Even if I hurled a heavy stone, Theo wouldn’t feel a thing.

I knew it was meaningless, but I couldn’t stop.

“Get out!”

Theo finally stood.

He picked up a notebook from the floor and walked over to me, grabbing my flailing left arm to stop me.

He pinned me down, preventing any further movement.

“What’s this? You didn’t want to offer yourself like a whore earlier, and now you’re regretting it?

Screw you. It’s too late now. I’d rather bash my head in and die than let you touch me.”

He scoffed, his laugh dripping with contempt.

“Ha, are you even sane?

You’re hardly in a position to hold your head high and argue with me right now.”

“What do you mean, I’m not?

There’s a lunatic saving disgusting beasts in front of me.

What’s that sword on your hip for? If I disgust you so much, just draw it and cut me down already.”

If everyone but me believed demons were people, then I must be the crazy one.

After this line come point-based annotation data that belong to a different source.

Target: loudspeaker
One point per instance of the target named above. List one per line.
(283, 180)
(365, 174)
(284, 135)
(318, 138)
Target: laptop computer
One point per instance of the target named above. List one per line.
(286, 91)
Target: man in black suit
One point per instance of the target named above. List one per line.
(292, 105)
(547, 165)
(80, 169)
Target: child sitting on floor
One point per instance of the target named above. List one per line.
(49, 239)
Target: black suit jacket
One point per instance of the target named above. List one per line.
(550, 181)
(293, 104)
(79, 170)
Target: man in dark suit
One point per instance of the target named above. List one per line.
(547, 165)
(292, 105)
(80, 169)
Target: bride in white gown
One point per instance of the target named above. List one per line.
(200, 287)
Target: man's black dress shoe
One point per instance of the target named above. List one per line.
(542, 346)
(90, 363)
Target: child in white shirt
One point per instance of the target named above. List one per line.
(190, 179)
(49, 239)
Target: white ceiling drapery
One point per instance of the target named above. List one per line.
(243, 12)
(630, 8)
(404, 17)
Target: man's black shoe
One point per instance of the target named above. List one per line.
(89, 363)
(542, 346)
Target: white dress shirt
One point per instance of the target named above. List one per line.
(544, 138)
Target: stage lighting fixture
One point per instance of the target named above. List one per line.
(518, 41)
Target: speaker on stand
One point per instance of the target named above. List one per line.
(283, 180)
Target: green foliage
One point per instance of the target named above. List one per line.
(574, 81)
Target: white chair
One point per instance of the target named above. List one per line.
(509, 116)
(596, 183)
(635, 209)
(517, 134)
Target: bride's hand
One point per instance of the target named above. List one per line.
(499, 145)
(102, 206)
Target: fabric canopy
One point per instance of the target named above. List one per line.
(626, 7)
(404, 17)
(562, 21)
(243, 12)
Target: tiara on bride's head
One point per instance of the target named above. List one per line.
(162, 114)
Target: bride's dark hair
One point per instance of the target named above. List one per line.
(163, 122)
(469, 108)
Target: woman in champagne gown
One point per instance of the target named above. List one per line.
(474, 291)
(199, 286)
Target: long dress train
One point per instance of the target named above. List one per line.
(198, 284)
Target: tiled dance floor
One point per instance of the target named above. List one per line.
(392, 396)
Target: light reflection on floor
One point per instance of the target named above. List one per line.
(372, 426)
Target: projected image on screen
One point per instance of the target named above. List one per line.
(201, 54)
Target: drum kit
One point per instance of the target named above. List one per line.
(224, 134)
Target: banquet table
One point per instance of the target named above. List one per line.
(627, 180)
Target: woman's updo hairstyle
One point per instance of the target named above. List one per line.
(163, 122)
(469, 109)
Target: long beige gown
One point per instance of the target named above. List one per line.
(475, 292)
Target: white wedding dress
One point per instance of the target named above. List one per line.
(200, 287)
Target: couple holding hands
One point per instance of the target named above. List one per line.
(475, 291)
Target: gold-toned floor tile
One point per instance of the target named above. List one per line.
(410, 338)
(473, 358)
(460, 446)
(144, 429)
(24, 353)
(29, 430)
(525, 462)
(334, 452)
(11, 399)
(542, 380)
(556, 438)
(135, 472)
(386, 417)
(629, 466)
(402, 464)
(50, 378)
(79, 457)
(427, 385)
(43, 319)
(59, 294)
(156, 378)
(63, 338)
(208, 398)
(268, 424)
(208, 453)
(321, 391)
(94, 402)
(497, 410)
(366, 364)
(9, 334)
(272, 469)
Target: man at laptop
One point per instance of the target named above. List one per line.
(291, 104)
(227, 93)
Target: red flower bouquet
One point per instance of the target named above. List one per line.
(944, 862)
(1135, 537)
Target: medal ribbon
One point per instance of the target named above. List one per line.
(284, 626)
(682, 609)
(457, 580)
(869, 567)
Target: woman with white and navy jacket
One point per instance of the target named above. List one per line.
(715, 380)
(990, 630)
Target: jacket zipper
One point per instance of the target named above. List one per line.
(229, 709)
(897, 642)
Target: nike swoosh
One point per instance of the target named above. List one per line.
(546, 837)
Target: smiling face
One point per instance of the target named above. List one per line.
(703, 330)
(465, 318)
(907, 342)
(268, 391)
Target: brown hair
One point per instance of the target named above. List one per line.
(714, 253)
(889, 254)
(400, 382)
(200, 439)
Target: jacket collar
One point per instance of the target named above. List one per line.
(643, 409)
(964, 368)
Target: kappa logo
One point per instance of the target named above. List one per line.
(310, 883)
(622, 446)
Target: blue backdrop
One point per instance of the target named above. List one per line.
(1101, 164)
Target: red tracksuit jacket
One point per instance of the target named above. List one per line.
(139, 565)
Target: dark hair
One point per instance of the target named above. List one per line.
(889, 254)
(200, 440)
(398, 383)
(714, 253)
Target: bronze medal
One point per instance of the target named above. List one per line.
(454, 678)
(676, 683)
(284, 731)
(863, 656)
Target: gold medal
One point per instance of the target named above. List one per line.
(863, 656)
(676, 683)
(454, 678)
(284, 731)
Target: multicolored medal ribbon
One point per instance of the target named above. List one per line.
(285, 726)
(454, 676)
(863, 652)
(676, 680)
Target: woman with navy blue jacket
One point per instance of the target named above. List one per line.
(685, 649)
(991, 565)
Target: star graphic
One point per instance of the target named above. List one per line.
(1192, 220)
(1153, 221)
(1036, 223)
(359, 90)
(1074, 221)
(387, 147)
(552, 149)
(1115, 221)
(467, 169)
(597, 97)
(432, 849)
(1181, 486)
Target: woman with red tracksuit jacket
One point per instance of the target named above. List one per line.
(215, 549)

But I couldn’t accept that.

I had to be the sane one.

I bit my tongue, letting blood pool in my mouth, then spat it in Theo’s face.

He retaliated by throwing the notebook at me.

It didn’t hurt, but it left me feeling utterly humiliated.

Theo opened the notebook and read aloud with a mocking smile.

“Wake up early. Chat with friends. Go to class. Talk to me. Don’t cry for no reason. Avoid alcohol, cigarettes, and drugs. Smile brightly.

Hah, do you follow any of these?”

Still holding my left arm, he poked my chest repeatedly with his right hand as he spoke.

“Stop whining like a brat. Just keep pretending to be the normal Ellen you made up. Do it for the rest of your life—until you grow old and die.”

I stared at Theo for a long time.

The protagonist, the savior of everyone but me.